Actualizado: hace 6 días

Esto es lo que aprenderás

  • Por qué dos colegios pueden anunciar aumentos similares y recibir reacciones completamente distintas de sus familias.

  • Cómo influye la percepción de justicia en la forma en que una familia interpreta una nueva colegiatura.

  • Qué debe revisar una institución antes de definir el porcentaje de aumento y comunicarlo.

  • Cómo explicar el ajuste sin sonar evasivo, frío o improvisado ante las familias.

  • Qué errores pueden convertir un aumento razonable en una crisis de confianza.

  • Cómo medir la reacción de las familias para mejorar la comunicación del siguiente ciclo escolar.

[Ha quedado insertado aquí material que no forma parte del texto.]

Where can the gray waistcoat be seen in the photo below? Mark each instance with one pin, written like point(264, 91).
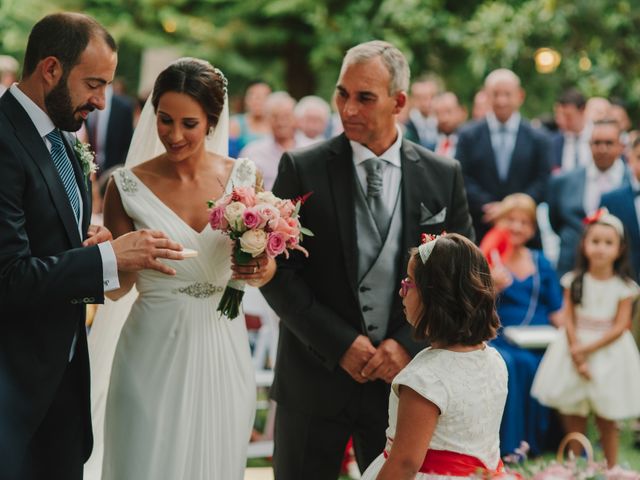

Una ponente habla ante familias en un auditorio durante una presentación sobre aumento de colegiaturas.

Viernes, ocho de la noche. Las familias de un colegio reciben una circular de tres párrafos: "por causas ajenas a nuestra voluntad", la colegiatura tendrá "un ajuste" a partir del próximo ciclo. El porcentaje aparece en la última línea, sin explicación.


Para el sábado a mediodía, los grupos de WhatsApp han producido más análisis financiero que la circular; para el lunes, la dirección tiene tres citas de familias "para hablar de la situación" y dos solicitudes de documentos para cambio de escuela.

 

A unos kilómetros, otro colegio anunció un aumento casi idéntico y no perdió a nadie. La diferencia no estuvo en el porcentaje, estuvo en todo lo demás. Y ese "todo lo demás" es un territorio que la investigación sobre percepción de precios lleva décadas mapeando.


El problema no es el aumento: es la percepción de justicia


La primera idea que la dirección debe instalar es que las familias no reaccionan al aumento en sí, sino a la percepción que hacen sobre él. Y ese juicio no es principalmente aritmético: es moral.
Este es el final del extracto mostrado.